# Park Stands: PCS-9 or PCS-10



## bank5 (May 7, 2008)

I'm planning to get a bike repair stand and will probably go with one of these. Does anyone know the benefits of the PCS-10 over the PCS-9? Is it more stable?

Also, how much space do the stands take up when they are disassembled? I'm moving in a couple of months and have a very limited amount of space in my car so I might need to wait before pulling the trigger.


----------



## SlowJoeCrow (Mar 16, 2009)

I have an older PCS-10 and from what I can tell the the PCS-10 has a more sophisticated top/clamp assemble but stability would be similar. I don't break my stand down often but size is comparable to a folded EZ-Up or playpen.


----------



## CLMcLovin (Sep 27, 2011)

Just an fyi...Jenson has these stands on sale until Saturday. I just ordered the PCS-4 just because I like the heavy duty clamping system. It's going to be a nice upgrade from the cheesy ebay stand I currently have.


----------



## GotoDengo (Aug 6, 2010)

(EDIT - Brain freeze.
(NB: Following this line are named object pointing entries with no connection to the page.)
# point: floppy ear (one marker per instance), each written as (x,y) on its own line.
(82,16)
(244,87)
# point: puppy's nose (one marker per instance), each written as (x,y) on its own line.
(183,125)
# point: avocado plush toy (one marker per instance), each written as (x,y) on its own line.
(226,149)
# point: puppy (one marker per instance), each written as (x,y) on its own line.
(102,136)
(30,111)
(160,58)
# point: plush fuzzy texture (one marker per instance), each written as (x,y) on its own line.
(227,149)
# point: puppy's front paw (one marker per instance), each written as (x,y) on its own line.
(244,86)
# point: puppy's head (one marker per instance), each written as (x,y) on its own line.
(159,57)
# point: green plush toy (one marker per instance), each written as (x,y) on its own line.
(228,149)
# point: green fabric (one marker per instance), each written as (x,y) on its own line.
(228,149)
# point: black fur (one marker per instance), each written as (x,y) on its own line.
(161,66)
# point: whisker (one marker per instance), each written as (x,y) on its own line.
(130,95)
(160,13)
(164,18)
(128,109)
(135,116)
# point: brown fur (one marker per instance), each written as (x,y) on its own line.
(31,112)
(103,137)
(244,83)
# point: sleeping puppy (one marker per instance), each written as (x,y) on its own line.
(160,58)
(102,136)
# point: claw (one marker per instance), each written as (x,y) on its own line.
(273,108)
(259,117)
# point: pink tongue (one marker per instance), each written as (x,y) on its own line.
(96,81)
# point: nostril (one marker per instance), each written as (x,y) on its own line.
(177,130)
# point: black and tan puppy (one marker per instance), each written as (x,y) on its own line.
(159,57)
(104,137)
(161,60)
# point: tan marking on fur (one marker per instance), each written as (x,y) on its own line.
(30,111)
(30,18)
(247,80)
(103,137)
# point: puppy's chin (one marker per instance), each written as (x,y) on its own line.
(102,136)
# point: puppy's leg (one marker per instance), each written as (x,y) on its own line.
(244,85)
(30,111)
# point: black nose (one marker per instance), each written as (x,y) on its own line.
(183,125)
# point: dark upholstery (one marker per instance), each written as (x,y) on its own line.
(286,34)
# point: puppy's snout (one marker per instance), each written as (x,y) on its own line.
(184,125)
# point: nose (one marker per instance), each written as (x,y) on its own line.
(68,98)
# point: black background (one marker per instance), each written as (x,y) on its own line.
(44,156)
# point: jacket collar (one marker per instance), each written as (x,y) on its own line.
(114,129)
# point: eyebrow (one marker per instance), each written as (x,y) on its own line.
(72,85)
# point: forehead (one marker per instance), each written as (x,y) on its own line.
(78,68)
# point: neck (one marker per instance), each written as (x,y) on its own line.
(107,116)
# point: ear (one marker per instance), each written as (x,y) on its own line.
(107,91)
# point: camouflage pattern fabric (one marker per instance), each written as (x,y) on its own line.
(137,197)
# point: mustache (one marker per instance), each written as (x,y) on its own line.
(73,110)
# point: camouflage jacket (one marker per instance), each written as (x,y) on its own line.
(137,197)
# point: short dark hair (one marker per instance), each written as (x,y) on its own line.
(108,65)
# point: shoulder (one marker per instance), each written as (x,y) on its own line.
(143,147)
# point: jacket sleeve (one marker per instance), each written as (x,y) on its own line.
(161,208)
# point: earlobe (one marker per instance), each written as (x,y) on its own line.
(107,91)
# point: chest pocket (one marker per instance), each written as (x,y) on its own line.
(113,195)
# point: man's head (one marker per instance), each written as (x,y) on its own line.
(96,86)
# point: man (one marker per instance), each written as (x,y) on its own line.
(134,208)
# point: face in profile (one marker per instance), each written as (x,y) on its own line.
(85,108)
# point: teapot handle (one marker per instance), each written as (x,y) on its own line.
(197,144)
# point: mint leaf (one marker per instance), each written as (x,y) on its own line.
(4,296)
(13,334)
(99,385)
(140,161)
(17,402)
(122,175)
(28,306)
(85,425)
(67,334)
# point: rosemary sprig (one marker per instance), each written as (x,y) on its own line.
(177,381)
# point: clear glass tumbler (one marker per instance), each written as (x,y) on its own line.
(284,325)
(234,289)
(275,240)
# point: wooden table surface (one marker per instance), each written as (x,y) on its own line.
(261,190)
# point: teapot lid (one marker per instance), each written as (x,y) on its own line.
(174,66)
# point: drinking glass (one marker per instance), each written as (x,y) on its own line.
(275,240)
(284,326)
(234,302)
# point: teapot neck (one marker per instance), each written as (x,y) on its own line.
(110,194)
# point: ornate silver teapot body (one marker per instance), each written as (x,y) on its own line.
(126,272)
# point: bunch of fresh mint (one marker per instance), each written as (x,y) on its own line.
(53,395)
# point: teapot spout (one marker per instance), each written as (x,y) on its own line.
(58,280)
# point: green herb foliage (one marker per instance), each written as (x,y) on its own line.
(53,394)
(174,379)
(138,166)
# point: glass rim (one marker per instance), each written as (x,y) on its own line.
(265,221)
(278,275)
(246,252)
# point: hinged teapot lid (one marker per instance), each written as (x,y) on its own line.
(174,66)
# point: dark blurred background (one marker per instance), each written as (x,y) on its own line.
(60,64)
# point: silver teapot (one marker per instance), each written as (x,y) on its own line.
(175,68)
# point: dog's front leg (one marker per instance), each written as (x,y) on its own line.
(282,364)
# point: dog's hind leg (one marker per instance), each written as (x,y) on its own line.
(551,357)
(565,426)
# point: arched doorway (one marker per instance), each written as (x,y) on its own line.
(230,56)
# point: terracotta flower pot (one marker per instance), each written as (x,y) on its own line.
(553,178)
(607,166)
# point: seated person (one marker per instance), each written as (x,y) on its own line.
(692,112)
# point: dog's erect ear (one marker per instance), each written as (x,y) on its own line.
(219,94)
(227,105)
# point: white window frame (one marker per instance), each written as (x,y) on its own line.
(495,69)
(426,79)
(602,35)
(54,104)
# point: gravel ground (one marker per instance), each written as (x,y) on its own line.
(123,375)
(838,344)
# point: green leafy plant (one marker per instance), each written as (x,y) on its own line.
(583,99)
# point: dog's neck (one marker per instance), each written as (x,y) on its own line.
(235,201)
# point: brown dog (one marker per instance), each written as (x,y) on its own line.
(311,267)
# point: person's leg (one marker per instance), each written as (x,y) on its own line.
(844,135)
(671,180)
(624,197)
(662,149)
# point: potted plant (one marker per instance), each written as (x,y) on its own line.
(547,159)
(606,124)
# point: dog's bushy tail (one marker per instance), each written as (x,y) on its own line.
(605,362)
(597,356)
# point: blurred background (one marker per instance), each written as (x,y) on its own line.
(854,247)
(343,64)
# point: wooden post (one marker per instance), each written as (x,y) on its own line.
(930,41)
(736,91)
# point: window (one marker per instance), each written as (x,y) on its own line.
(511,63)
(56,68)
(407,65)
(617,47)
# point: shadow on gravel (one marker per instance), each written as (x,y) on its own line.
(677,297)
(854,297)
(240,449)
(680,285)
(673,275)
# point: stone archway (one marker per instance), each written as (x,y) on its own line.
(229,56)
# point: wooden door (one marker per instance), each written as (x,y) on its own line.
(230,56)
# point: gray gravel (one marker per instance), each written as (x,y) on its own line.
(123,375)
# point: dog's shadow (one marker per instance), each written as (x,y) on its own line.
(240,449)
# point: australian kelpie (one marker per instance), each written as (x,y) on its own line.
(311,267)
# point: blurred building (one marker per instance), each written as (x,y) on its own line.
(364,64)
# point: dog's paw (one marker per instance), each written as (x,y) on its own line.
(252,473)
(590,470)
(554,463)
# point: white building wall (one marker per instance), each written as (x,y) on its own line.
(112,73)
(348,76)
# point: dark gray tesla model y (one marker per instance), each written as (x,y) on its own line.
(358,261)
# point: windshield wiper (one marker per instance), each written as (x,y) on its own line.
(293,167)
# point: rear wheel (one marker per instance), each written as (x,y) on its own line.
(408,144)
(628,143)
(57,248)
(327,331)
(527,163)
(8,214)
I have the PCS-10, not the PCS-9. The PCS-10 is the one with the quick-clamp. I had looked at the PCS-9, but it had the slower twist-lock, not the quick-clamp. Other than the clamp, they are pretty similar.)

Amazon has the PCS-9s for $95. Been using mine about 8 months. For the average home mechanic, I think the PCS-9 is perfect. I was worried about the stability of the 2-post base, but it's fine. I can put my 28lb BLT on sideways, upside down... it's perfectly stable. I'm not sure what the other Park Tool clamps have on the PCS-9's... it's heavy, solid, well-built. Push the clamp down, and a half-turn tightens it up firm. 
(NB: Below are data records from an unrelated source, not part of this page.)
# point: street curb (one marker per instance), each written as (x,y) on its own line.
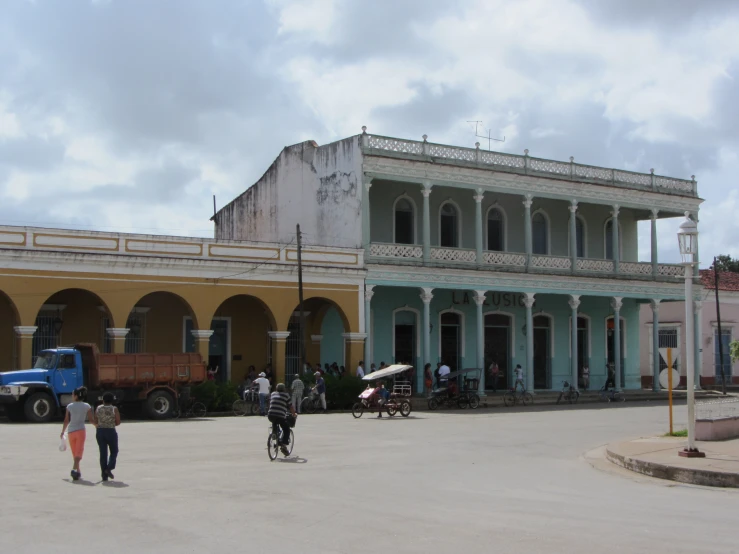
(671,473)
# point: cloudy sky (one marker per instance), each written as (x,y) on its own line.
(128,115)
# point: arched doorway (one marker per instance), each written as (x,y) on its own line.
(9,347)
(542,352)
(70,317)
(240,339)
(498,348)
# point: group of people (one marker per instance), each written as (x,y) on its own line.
(105,419)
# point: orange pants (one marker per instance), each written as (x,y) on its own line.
(77,443)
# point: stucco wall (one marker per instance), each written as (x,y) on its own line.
(318,187)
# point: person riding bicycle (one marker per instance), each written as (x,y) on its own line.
(279,403)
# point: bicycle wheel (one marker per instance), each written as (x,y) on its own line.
(357,410)
(272,446)
(198,409)
(405,408)
(509,399)
(238,407)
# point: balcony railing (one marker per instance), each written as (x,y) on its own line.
(527,165)
(516,261)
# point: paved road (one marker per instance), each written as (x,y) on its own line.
(444,482)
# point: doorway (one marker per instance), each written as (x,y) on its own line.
(450,339)
(542,352)
(497,348)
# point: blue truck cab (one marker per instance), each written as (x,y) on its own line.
(38,394)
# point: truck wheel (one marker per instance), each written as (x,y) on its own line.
(160,405)
(39,408)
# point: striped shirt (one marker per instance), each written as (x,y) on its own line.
(278,404)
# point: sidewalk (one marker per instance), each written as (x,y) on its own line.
(658,457)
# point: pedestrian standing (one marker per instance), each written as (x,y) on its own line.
(494,376)
(108,418)
(263,383)
(74,422)
(297,387)
(321,390)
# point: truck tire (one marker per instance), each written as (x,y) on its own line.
(160,405)
(39,408)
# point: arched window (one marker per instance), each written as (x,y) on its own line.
(580,236)
(404,222)
(609,240)
(496,230)
(540,234)
(449,226)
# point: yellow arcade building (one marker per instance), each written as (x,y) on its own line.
(235,302)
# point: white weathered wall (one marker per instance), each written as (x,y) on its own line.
(317,187)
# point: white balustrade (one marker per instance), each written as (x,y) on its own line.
(551,262)
(631,268)
(396,250)
(505,259)
(598,266)
(453,255)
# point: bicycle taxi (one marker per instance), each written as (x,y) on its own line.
(399,399)
(451,395)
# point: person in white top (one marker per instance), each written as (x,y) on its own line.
(444,371)
(264,387)
(519,378)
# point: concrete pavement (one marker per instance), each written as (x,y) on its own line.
(436,482)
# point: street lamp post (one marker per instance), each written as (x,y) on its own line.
(687,238)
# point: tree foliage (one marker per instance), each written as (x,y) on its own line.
(726,263)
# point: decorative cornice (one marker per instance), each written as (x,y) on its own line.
(25,331)
(418,171)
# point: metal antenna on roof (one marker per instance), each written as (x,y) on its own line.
(489,136)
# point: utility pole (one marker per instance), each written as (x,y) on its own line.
(720,335)
(301,327)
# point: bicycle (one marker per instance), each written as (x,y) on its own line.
(189,408)
(513,397)
(274,439)
(569,393)
(611,395)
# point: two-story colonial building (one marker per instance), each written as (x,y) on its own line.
(474,256)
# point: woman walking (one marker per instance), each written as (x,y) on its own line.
(108,418)
(74,421)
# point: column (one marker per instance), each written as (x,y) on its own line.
(655,261)
(614,239)
(528,200)
(119,339)
(528,301)
(697,306)
(655,344)
(479,301)
(478,225)
(202,343)
(368,294)
(355,343)
(279,338)
(573,236)
(426,298)
(574,304)
(25,351)
(616,304)
(366,239)
(426,221)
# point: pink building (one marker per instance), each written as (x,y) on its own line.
(670,317)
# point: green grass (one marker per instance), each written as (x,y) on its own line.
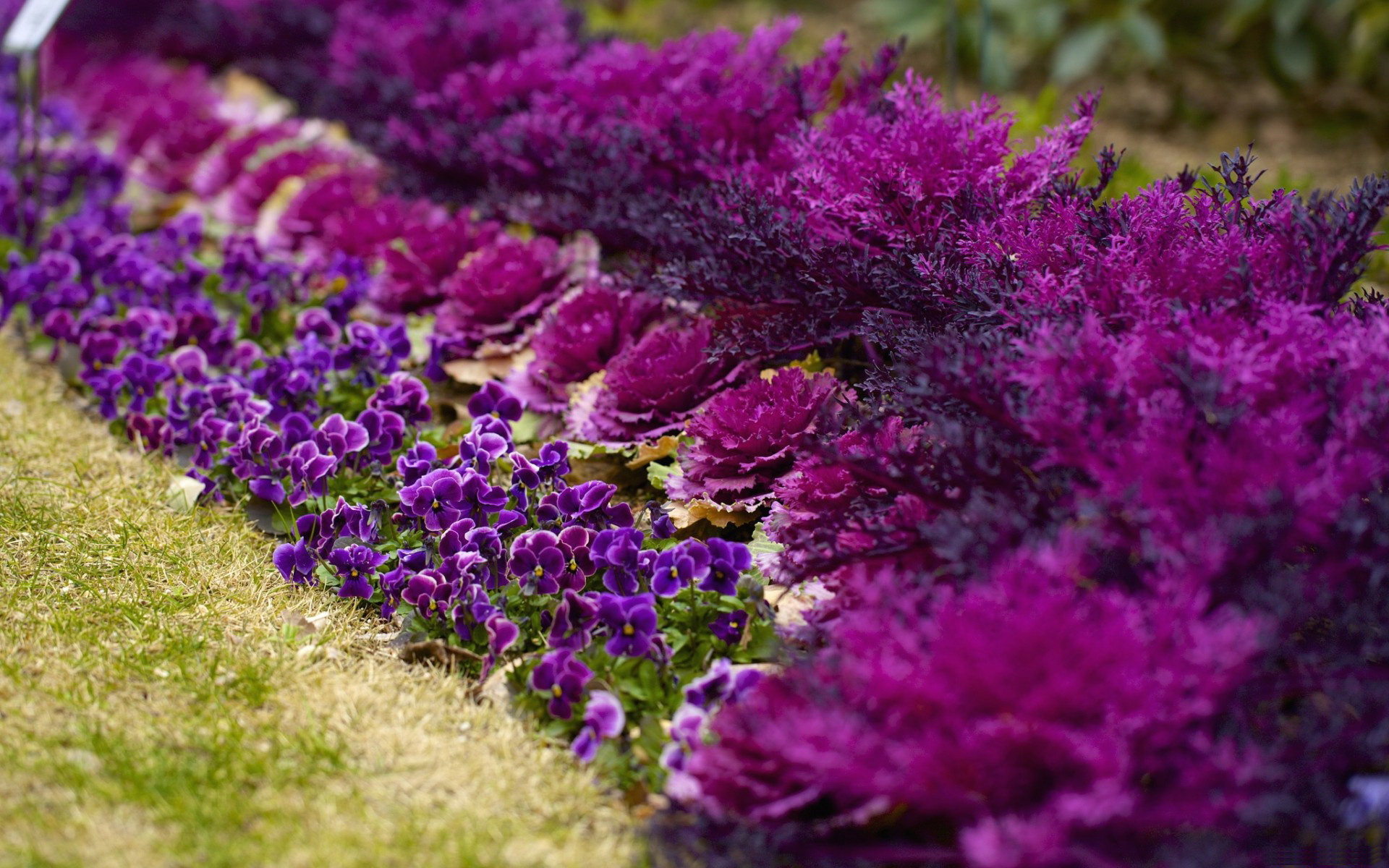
(157,707)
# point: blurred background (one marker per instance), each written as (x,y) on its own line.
(1306,81)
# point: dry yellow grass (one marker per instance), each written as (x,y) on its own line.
(156,709)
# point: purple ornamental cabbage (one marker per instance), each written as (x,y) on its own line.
(578,338)
(499,291)
(747,438)
(650,388)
I'd love to have the Feedback Pro Elite for the storage. Storage is one of the PCS-9's weaknesses, IMO. Its legs flip *down*, so it takes up like 6"+ of vertical space. The little slots that are supposed to hold the legs down for stowing are cheap plastic, too, so I have to put a velcro strap around them or else they easily slip out. I can't be bothered to take the clamp off when I put it away, either, but if pressed for space you'll need to or its even more awkward to store. But for the price difference it didn't seem worth it to go with the Feedback. 

I'd recommend picking up the park tool work tray that snaps in, too. -- very handy.

.


----------



## Tiny_MN (Nov 5, 2011)

I have an older PCS-1 and will need to get a second due to clamp changes and not being able to replace the head. Whatever you go with, get the heavier duty one. My PCS-1 is big and heavy for a home stand. But, definitely worth it as I've stored my old LeTour on it over the winter months without an issue


----------